Я помогал ему в этом гнусном предприятии и видел, как он вколол в безжизненные вены мертвеца свой эликсир, который должен был хоть отчасти восстановить химические и физические процессы, именуемые жизнью. Закончилось все ужасно. Мы предпочли списать охвативший нас невообразимый страх на нервное напряжение, в котором тогда оба находились. С тех самых пор мой приятель не мог отделаться от навязчивой мысли, что его кто-то преследует.
Добытое тело слишком долго находилось в могиле. Очевидно, восстановить умственные способности можно лишь в свежем экземпляре, еще не тронутом разложением. Поскольку старая халупа, в которой мы ставили опыты, сгорела, похоронить "нечто", появившееся на свет в результате неудачного эксперимента, не удалось. Лучше бы знать наверняка, что ужасная тварь покоится в земле!
После этого случая Вест на некоторое время забросил свои страшные опыты. Однако, по мере того как исследовательский пыл разгорался, он с пугающей настойчивостью и даже назойливостью уговаривал администрацию колледжа отдать в его распоряжение прозекторскую и предоставить свежие человеческие трупы для экспериментов, которые, как он считал, имели для науки огромное значение. Но мольбы оказались тщетны: доктор Холси был непоколебим, и вся профессура полностью разделяла мнение своего предводителя. Предложенную Вестом радикальную теорию реанимации они считали нелепым чудачеством зеленого юнца, который слишком далеко зашел в увлечении наукой. К тому же внешний вид моего приятеля — хрупкое и тщедушное телосложение, соломенного цвета волосы, голубые глаза за толстыми стеклами очков, мягкие интонации — не говорил о свойственной ему в действительности силе интеллекта и холодном рассудке. Я вижу его сейчас перед собой как живого, и мурашки бегают по моей спине. Со временем черты лица Веста стали решительнее, жестче, но обаяния ему, казалось, не прибавили. До тех самых пор, пока не случилось известное происшествие в сефтонской психиатрической лечебнице и мой друг не исчез.
В конце предыдущего семестра, незадолго до получения дипломов, между Вестом и доктором Холси разгорелся яростный спор. Надо сказать, что поведение моего приятеля не делало ему чести, а великодушный декан, напротив, был крайне вежлив и учтив. Весту казалось, что старшие коллеги ставят ему палки в колеса, по своему неразумию и недальновидности тормозят очень важную работу, оттягивают день великого открытия.

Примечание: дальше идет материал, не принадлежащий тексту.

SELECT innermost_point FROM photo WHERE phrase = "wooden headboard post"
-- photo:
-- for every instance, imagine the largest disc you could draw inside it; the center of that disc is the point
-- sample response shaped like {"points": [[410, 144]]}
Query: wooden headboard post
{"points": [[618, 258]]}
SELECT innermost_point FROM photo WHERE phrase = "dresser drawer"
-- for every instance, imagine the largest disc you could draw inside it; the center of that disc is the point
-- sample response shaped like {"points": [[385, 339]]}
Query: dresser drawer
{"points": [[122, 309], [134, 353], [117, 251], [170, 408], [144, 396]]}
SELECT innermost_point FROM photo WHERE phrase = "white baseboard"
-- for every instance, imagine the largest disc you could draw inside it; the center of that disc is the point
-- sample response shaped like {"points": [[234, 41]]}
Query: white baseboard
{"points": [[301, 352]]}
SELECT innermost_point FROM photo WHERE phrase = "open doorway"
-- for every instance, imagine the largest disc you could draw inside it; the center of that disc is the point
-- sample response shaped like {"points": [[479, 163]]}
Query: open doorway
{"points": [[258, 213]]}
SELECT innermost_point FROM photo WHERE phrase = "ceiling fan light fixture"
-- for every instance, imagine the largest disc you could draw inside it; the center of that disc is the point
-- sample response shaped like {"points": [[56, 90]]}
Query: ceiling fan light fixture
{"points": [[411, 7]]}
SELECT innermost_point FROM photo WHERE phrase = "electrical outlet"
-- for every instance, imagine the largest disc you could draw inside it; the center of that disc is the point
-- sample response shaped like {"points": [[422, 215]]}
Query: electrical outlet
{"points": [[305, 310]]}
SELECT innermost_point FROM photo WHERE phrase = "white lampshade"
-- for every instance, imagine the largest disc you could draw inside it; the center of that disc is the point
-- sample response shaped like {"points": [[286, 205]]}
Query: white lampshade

Разумеется, впоследствии он сможет продолжить изыскания самостоятельно, но первые шаги необходимо сделать здесь и сейчас, пока есть шанс пользоваться исключительными возможностями университета.
С точки зрения юноши, подобного Весту, обладающего холодным и здравым рассудком, не существовало ничего более нелепого и отвратительного, чем поведение старших коллег, неспособных выйти за рамки традиционных представлений, игнорирующих некоторые положительные результаты, полученные во время опытов на животных, и упорно настаивающих на невозможности возвращения к жизни умершего человека. Лишь зрелость и мудрость были в состоянии помочь ему со временем понять природу непреодолимой косности мышления, свойственной нашим профессорам, которая явилась результатом деятельности многих поколений, воспитанных в пуританском духе, этот витиеватый сплав честности, добросовестности, преданности своему делу, порой великодушия, дружелюбия и непременной ограниченности, узости мышления, нетерпимости к инакомыслию, рабского повиновения традиции вкупе с недостатком воображения.